Collaborative Post
Do you make assumptions about your suppliers? Either once you've established a relationship, or as you’re looking for new suppliers? The thing is, assumptions can be extremely damaging to your procurement process, and getting it wrong can and will cost you now and in the long run in multiple ways. But is it that easy to avoid making them? Yes, and no. If you know what assumptions people make, you can avoid them. And we have a few things you need to avoid assuming in relation to your wholesalers.
The number your supplier quotes at the start of the conversation is rarely what you'll actually pay. Why? Because on top of the “quoted cost,” there'll likely be fees for things like shipping, handling, minimum order thresholds, and restocking fees that are added on top.
Can you avoid this? Sure, but this means presuming they'll be added on and asking specifically if they are included or not, and what the cost is once these applicable charges have been added to your order total.
This is a really important assumption you need to avoid. Sure, they might hold a track record in meeting orders on time and have references and data to back this up. But their order and fulfillment logistics aren't infallible, and if they're out of stock, what do you do then?

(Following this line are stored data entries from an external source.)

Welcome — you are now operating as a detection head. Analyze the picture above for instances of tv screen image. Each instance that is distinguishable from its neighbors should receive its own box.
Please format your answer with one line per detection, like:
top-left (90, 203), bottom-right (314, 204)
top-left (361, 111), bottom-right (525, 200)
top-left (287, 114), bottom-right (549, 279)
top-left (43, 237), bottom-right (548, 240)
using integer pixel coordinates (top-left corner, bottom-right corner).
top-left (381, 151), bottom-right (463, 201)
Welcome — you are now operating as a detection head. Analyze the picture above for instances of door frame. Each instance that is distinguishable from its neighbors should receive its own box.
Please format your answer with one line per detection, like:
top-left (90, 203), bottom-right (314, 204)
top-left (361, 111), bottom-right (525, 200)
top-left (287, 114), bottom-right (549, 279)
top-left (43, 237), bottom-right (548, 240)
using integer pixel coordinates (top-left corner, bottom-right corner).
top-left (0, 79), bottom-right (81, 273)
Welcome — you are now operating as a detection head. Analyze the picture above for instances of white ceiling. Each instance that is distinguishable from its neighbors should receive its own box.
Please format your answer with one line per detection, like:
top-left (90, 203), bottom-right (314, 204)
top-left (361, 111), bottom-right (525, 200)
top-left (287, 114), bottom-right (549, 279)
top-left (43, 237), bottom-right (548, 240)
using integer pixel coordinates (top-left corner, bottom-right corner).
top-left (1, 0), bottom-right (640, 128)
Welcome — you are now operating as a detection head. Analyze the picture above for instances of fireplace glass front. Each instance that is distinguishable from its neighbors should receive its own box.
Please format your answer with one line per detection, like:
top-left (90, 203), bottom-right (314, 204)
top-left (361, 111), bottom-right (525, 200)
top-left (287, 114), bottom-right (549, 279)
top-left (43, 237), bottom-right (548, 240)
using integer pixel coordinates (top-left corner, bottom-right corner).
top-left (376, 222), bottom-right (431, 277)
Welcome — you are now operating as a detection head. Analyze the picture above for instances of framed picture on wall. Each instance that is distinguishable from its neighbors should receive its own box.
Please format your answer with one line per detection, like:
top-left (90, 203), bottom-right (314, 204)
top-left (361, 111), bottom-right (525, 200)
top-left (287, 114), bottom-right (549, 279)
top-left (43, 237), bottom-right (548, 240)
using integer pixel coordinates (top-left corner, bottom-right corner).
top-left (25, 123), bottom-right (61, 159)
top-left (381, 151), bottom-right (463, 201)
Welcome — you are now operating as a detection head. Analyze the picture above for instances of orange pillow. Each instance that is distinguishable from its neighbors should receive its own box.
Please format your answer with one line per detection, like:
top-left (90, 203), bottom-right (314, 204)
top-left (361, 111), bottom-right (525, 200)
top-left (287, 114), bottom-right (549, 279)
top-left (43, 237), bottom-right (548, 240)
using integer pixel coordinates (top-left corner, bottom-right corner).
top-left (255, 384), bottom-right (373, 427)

Demand for stock, especially technology, can shift, supply chains can tighten, and inventory management can vary significantly between suppliers. If you’re not periodically checking on your supplier's stock, especially for your high-volume or operationally critical lines, then you're adding unnecessary risk to your business. The way to deal with it is to know how often they have experienced this in the past, what measures they have in place to combat it on their end, and how they inform you should this impact your orders.
Supplier quality can drift for a number of reasons. It can be due to ownership changes, scaling issues, shifts in their own supply chain, or simply a drop in operational standards that goes unaddressed internally. Business sourcing for the best wholesale supplier for computer & server parts, for example, needs to treat that search as ongoing, not just a one-time decision. You need to track performance data, including lead times, accuracy rates, and issue resolution speed, amongst others, to help you catch early signals of something potentially being wrong.

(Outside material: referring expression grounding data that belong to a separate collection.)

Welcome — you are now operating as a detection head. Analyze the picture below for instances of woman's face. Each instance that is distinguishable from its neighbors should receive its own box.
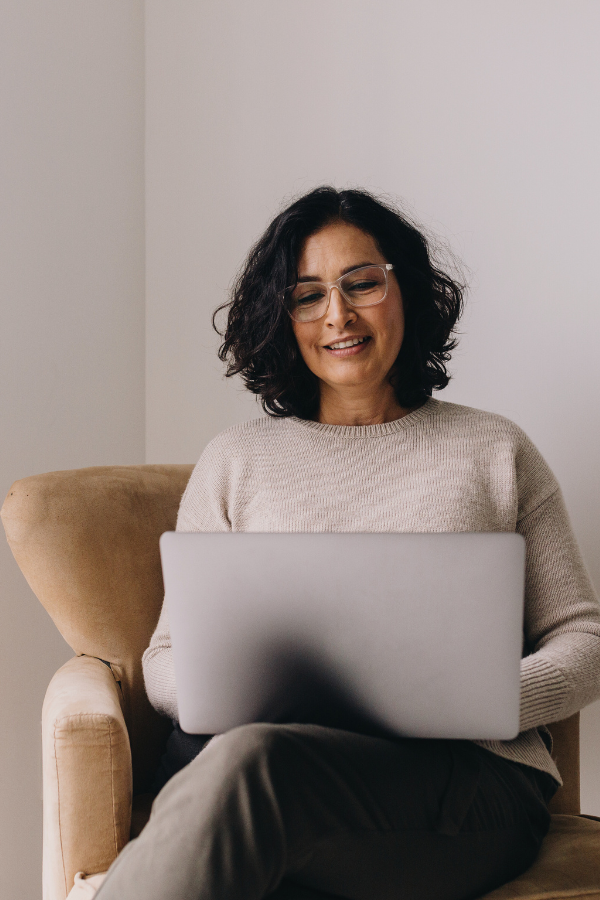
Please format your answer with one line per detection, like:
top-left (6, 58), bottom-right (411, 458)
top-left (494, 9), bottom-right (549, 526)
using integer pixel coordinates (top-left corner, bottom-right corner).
top-left (291, 221), bottom-right (405, 413)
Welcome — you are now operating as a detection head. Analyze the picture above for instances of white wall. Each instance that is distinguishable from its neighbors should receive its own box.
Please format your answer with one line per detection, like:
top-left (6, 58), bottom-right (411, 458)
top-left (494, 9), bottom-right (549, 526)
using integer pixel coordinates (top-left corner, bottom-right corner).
top-left (0, 3), bottom-right (145, 898)
top-left (145, 0), bottom-right (600, 806)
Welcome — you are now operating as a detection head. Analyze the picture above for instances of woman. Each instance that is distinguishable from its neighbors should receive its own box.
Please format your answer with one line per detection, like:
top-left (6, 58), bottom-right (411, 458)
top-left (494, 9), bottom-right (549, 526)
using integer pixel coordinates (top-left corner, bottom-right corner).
top-left (96, 187), bottom-right (600, 900)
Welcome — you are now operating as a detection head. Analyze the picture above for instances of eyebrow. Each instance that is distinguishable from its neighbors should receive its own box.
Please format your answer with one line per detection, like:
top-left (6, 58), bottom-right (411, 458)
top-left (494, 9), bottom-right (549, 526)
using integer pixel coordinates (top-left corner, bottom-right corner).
top-left (295, 261), bottom-right (376, 283)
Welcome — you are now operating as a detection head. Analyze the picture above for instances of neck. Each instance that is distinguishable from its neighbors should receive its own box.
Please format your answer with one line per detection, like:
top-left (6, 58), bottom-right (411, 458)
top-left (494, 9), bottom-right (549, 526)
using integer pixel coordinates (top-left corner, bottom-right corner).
top-left (316, 384), bottom-right (415, 426)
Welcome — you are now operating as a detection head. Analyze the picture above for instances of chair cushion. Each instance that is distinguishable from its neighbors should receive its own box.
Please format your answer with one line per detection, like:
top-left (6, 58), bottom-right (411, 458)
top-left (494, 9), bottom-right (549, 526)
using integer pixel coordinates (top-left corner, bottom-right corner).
top-left (479, 814), bottom-right (600, 899)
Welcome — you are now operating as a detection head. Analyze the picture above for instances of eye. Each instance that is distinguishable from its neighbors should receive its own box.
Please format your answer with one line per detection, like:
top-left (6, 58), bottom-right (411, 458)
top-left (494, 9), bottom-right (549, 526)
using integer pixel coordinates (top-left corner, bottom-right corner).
top-left (347, 279), bottom-right (378, 292)
top-left (344, 278), bottom-right (380, 296)
top-left (341, 266), bottom-right (387, 295)
top-left (293, 287), bottom-right (326, 306)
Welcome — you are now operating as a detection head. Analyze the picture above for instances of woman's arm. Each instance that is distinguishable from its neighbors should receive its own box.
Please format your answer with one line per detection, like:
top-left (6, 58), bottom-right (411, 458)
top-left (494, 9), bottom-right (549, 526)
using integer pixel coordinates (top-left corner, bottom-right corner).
top-left (142, 438), bottom-right (232, 719)
top-left (142, 600), bottom-right (179, 720)
top-left (518, 488), bottom-right (600, 731)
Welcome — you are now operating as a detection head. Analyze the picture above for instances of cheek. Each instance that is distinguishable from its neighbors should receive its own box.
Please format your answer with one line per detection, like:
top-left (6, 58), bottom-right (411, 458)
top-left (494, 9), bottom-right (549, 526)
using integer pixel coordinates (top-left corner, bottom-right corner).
top-left (386, 300), bottom-right (405, 346)
top-left (374, 304), bottom-right (405, 348)
top-left (292, 326), bottom-right (320, 363)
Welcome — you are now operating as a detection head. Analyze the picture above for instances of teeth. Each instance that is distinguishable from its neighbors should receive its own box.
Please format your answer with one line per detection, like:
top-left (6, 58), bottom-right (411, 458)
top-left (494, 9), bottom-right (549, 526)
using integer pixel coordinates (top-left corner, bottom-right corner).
top-left (329, 337), bottom-right (367, 350)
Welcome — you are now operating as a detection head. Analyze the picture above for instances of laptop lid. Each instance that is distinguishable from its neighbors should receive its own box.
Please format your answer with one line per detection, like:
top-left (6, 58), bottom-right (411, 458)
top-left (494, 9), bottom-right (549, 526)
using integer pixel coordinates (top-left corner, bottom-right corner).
top-left (160, 532), bottom-right (525, 740)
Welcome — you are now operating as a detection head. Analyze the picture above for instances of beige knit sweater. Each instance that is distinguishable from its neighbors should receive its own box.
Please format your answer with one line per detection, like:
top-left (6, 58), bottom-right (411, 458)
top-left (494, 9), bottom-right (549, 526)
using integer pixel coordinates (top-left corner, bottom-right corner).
top-left (143, 398), bottom-right (600, 784)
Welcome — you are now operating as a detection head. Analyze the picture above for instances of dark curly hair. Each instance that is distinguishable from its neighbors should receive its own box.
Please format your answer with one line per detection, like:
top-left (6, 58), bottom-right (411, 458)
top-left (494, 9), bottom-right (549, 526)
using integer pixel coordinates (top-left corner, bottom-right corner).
top-left (214, 186), bottom-right (465, 419)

Never assume lead time is guaranteed. Nothing should be assumed guaranteed. Lead times are, and should be treated as targets, not commitments. And for your turnaround time, this distinction matters a lot. Supplies will face the same battles as you will. There'll be carrier delays, stock shortfalls, warehouse backlogs, etc., and these all get passed downstream to you.
The workaround is to build your procurement planning around more realistic lead times, not ideal ones. Use performance data to help you create a timeline that you can rely on more than inspiration targets. Track how often your supplier hits their quoted leads, times, when they don't, and how they address any delays or issues. This means you can improve how you operate to avoid passing on the delays to your customers.